A direção da Record não quis divulgar números, mas, no ano passado, o dinheiro que vinha da igreja representava 15% do faturamento total da emissora, e até hoje a rede não sobrevive financeiramente sem o dinheiro da Universal.
Algumas atrações ligadas à igreja se renovaram e buscaram um distanciamento da religião, mas continuam ligadas à Universal. O programa de debates "Fala Que Eu te Escuto", espécie de substituto do "25ª Hora", passou a entrevistar ex-mulheres de pagodeiros, mostrar cenas de cirurgia de implante de silicone e discutir comportamentos sexuais, mas continua sendo apresentado por bispos, que dão conselhos e anotam os pedidos de oração dos telespectadores.
Nem o jornalismo -que, há três anos, ganhou status de independente com a contratação de Boris Casoy- escapa da interferência da igreja.

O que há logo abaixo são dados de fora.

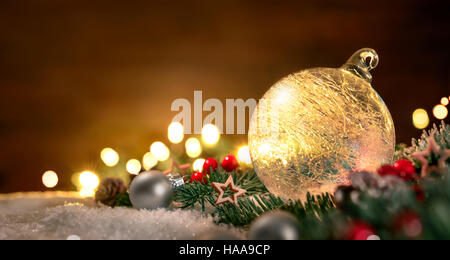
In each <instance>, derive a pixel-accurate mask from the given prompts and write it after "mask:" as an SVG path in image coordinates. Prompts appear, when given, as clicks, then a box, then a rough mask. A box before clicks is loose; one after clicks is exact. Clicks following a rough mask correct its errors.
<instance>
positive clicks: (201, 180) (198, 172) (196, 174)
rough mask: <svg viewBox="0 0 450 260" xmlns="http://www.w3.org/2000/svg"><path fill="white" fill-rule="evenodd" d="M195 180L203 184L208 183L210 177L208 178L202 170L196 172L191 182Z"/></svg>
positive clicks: (191, 178)
mask: <svg viewBox="0 0 450 260" xmlns="http://www.w3.org/2000/svg"><path fill="white" fill-rule="evenodd" d="M194 181H197V182H199V183H203V184H207V183H208V179H207V178H206V176H204V175H203V173H202V172H194V173H193V174H192V176H191V183H193V182H194Z"/></svg>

Mesmo sendo a maior audiência da Record, com média de 15 pontos no Ibope (cada ponto equivale a 80 mil telespectadores na Grande São Paulo), o policial "Cidade Alerta", que vai ao ar diariamente no final da tarde, é inevitavelmente interrompido no meio, todos os dias, para a entrada do quadro "Mensageiro da Solidariedade", apresentado pelo bispo Marcelo Crivella.

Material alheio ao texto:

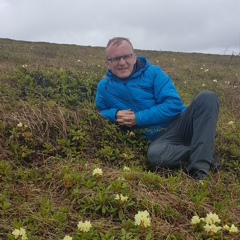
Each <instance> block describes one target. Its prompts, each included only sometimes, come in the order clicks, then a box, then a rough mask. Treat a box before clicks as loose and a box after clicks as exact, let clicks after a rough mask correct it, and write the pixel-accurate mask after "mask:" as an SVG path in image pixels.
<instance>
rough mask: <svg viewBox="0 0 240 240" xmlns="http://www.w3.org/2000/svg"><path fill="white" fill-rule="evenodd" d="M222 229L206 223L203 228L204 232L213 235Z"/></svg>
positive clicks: (215, 226) (213, 225)
mask: <svg viewBox="0 0 240 240" xmlns="http://www.w3.org/2000/svg"><path fill="white" fill-rule="evenodd" d="M221 229H222V227H219V226H216V225H215V224H209V223H207V224H206V225H205V226H204V230H205V231H206V232H213V233H217V232H218V231H219V230H221Z"/></svg>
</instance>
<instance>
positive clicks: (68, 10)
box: [0, 0, 240, 55]
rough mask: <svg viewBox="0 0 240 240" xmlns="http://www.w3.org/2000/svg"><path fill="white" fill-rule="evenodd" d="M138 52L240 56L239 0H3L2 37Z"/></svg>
mask: <svg viewBox="0 0 240 240" xmlns="http://www.w3.org/2000/svg"><path fill="white" fill-rule="evenodd" d="M116 36H123V37H128V38H130V40H131V41H132V43H133V45H134V48H136V49H143V50H162V51H173V52H201V53H215V54H230V55H231V54H234V55H238V54H239V53H240V0H196V1H194V0H0V38H10V39H15V40H26V41H33V42H52V43H66V44H76V45H83V46H103V47H105V46H106V44H107V41H108V40H109V39H110V38H112V37H116Z"/></svg>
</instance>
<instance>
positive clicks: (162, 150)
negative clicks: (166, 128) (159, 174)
mask: <svg viewBox="0 0 240 240" xmlns="http://www.w3.org/2000/svg"><path fill="white" fill-rule="evenodd" d="M179 118H180V117H179ZM179 118H178V119H176V120H174V122H173V123H172V124H171V127H170V128H168V130H167V131H166V132H164V133H162V134H161V135H160V136H159V137H158V138H156V139H155V140H154V141H153V142H152V143H151V144H150V145H149V148H148V161H149V165H150V168H151V169H156V168H158V167H159V168H170V169H173V168H179V167H181V166H183V165H186V164H187V163H188V162H189V157H190V146H184V145H183V142H182V140H181V138H180V137H179V134H178V133H177V131H176V128H175V126H176V124H177V121H178V120H179Z"/></svg>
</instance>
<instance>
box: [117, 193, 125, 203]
mask: <svg viewBox="0 0 240 240" xmlns="http://www.w3.org/2000/svg"><path fill="white" fill-rule="evenodd" d="M115 200H119V201H120V202H122V203H123V202H126V201H127V200H128V197H127V196H125V197H124V196H123V195H122V194H116V197H115Z"/></svg>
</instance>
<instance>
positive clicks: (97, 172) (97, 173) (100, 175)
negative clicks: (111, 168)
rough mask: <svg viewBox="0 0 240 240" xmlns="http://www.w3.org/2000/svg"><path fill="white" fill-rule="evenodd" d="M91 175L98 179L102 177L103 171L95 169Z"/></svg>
mask: <svg viewBox="0 0 240 240" xmlns="http://www.w3.org/2000/svg"><path fill="white" fill-rule="evenodd" d="M92 175H93V176H95V177H100V176H102V175H103V171H102V169H101V168H95V169H94V170H93V172H92Z"/></svg>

Na última terça-feira, por exemplo, o programa mostrava uma reportagem sobre uma gangue que estava aterrorizando os alunos de uma escola de Osasco. Depois de frases indignadas contra a violência nas cidades -"Onde é que vamos parar?", com uma música de suspense ao fundo-, o apresentador José Luís Datena teve de interromper seu discurso: "Daqui a pouco, você vai ver o medo dos alunos que foram ameaçados pela gangue e tiveram que sair da escola. Primeiro, vamos acompanhar o momento de paz e tranquilidade do bispo Marcelo Crivella".

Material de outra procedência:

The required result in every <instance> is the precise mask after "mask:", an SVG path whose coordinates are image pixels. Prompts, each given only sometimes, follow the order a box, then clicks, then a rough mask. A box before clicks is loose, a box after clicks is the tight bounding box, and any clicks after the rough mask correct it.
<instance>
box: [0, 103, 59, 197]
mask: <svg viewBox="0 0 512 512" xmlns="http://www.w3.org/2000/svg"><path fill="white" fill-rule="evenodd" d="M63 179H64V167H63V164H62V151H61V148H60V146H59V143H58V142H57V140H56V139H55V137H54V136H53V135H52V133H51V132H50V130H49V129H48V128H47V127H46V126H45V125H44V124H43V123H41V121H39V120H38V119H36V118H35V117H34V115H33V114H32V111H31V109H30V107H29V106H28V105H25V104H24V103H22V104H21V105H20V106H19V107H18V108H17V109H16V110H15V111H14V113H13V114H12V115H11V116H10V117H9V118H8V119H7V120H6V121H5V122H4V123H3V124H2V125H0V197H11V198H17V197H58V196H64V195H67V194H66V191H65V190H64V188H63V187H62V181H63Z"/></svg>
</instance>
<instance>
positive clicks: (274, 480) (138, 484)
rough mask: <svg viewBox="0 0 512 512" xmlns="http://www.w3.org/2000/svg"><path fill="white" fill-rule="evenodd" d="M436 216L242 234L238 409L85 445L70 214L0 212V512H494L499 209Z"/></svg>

Nesse momento, entra uma gravação do bispo fazendo uma visita a uma mulher que havia perdido tudo numa enchente. O bispo lhe dá novos móveis e eletrodomésticos e termina com uma oração. E o programa volta para a escola invadida pela gangue.
A presença da Universal é visível até nas novelas, mesmo que de forma bem mais sutil do que na época em que a Record exibia "A Filha do Demônio". A trama que é exibida atualmente, "Marcas da Paixão", tem como locação a cidade de Irecê, na Bahia, município em que a Igreja Universal está desenvolvendo o Projeto Nordeste, que pretende construir fazendas coletivas.
Procurados insistentemente pela Folha, os membros da diretoria da Record não quiseram atender à reportagem. Segundo o diretor Marcus Vinícius Chisco, isso iria atrapalhar a nova "estratégia de comunicação" da emissora.